We are all invited here by Consumer's Union. It is a non-profit organization, a branch of Consumer Reports, working to change laws and forge tactics that will keep patients safer from medical harm. We are a diverse bunch; a NASA scientist; a couple of RNs, a college law professor, a landscape contractor. We network, we comfort, we share our triumphs and discuss our hurdles. We know that 99,000 people a year die of hospital-acquired infections that are largely preventable; and that some 98,000 people die each year of medical error, but when we tell our stories to others (even when they ask), we can see the thought running through their heads: Oh, that's terrible; but I'm sure it's unusual. The doctor must have been a bad one. Hospitals are pretty safe overall. We want to shake them, make them ask questions, help them avoid the heartache of a loss that can't be undone. And so at this conference we decide that two of our goals are increasing public awareness and drafting a Patient's Bill of Rights (at last! It's been John's mission for the last several years).
I leave the conference energized, and certain of two things: one, that there is more strength and inspiration in this group of survivors than they can possibly give themselves credit for.

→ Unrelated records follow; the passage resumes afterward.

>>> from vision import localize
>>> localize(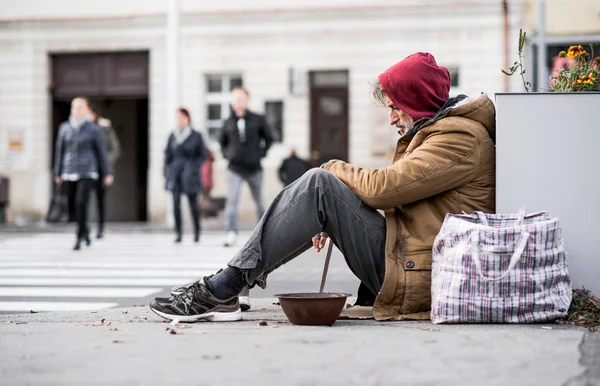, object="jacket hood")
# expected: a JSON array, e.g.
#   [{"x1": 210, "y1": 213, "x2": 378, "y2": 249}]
[{"x1": 405, "y1": 92, "x2": 496, "y2": 143}]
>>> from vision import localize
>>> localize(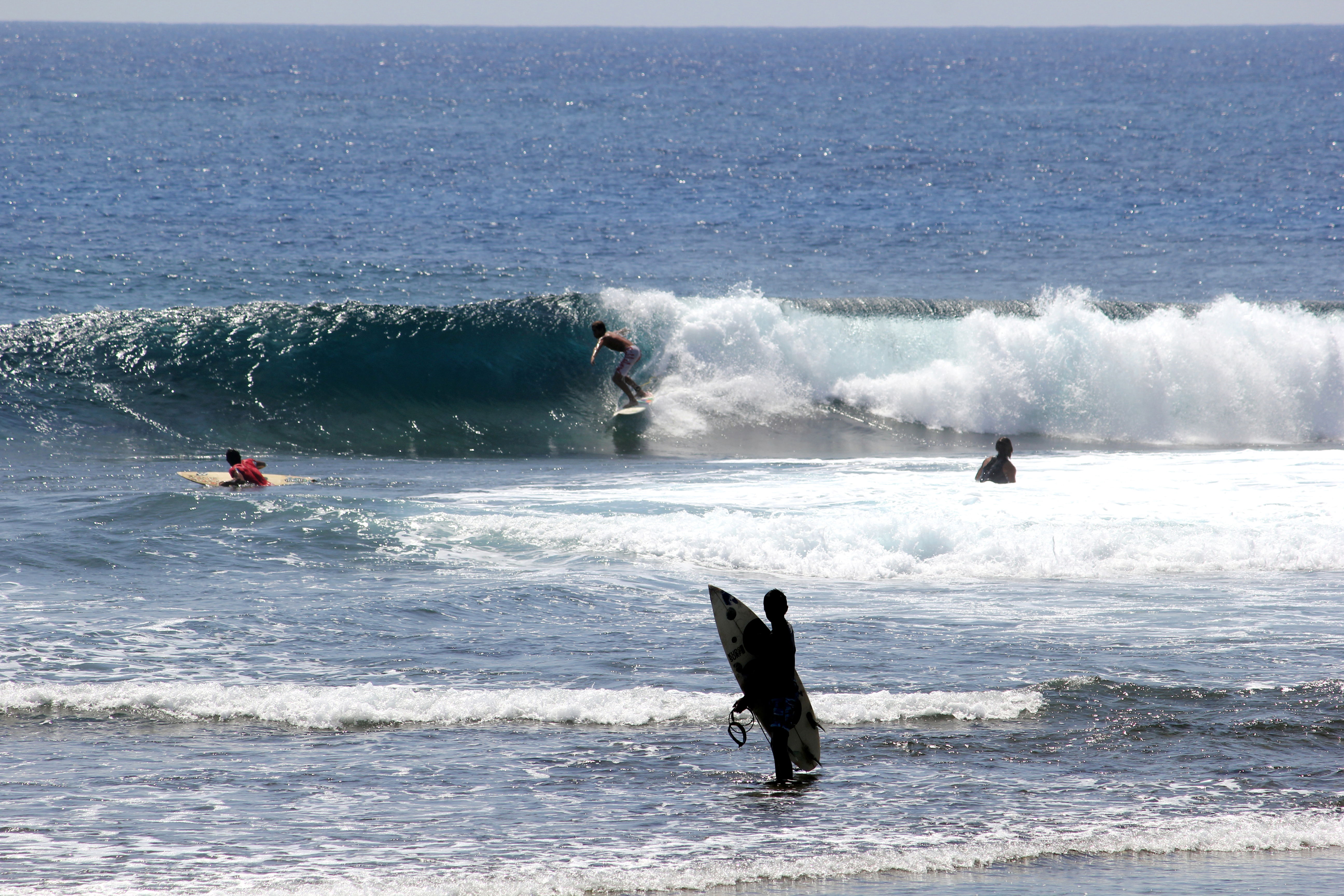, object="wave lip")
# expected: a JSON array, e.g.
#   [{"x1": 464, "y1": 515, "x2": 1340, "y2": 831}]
[
  {"x1": 0, "y1": 682, "x2": 1044, "y2": 728},
  {"x1": 0, "y1": 289, "x2": 1344, "y2": 457}
]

Witness Holly, who after losing her eyesight, went back to school and got her Master's degree and does rehabilitation counseling. Or Alicia (dear, warm Alicia) who spent the last four years dealing with a gaping wound in her abdomen following a bout of necrotizing fasciitis (flesh-eating disease) after routine surgery. She nearly died - but spent her darkest days comforting her family and her nurses, and maintains a joy and humor as humbling as it is inspiring. Or Patty, whose only child had needless brain surgery that left him quadriplegic and needing 24-hour care...for three heartbreaking years. After his death, Patty founded an advocacy group that brought doctors and hospitals to the table, all working toward a common goal of improving the situation for others. Remarkable work, and it continues...but the warmth and compassion that make her such a successful broker of consensus is missing its rightful mark. She has no child to love. She shows me a heart-wrenching film of her son's story, a painstaking recounting of the mistakes that were made. Through my tears I commend her for helping create this powerful educational tool, that will be used by hospitals and care teams around the country, and for turning her son's death into something so meaningful. Normally, she responds in the affirmative. She has accepted awards for her patient advocacy and has said all the right things. However, tonight, she is a mother bereft, and the public face dissolves. "All I want is my son. I want grandchildren. And I will never have them." It is almost too painful to bear.
(There are so many remarkable people I learned from, and I hope to write more about them in the days ahead. I have not yet asked if I can use their full names, stories, or link their websites, but you know who you are - so let me know how you feel about this.)
Which brings me to the second thing I am certain of: there is so much collateral damage from these deaths and injuries, so many families that would do anything if they could just get a "re-do". Which of course they can't. The pain living inside some of these people is still raw and rampant; in others it's like scar tissue, thich and toughened. There is much healing that needs to be done, so that these lives can continue as fully and richly as their lost loved ones would want for them.
So, I left the conference determined to start a blog. Maybe because Patty said she felt I understood her pain (even though as a mother of three, I can barely touch the edges of imagining her loss). Maybe because I saw how sharing time together in this community - even for a few days - helped us all feel, known, seen, and listened to. Maybe that's all some of us really want - to be sincerely told "Yes, it's terrible. Yes, it was wrong. And I am so sorry."
I decided this blog would be about healing...about striving for the positive, the affirmative, the optimistic thoughts that comfort you and help or helped you heal following your adverse event. So I ask you - what keeps you going? Or gets you out of bed? Or helps you stay sane? Did you have a day-to-day strategy? Did someone in particular help you, or just be there for you? Did you have a caregiver who went out of their way to help and comfort you? A doctor or nurse that called late at night to make sure you were OK? A friend who knew just what to say or do at just the right moment?
Hoping you'll share. And hoping we can help each other make things a little better.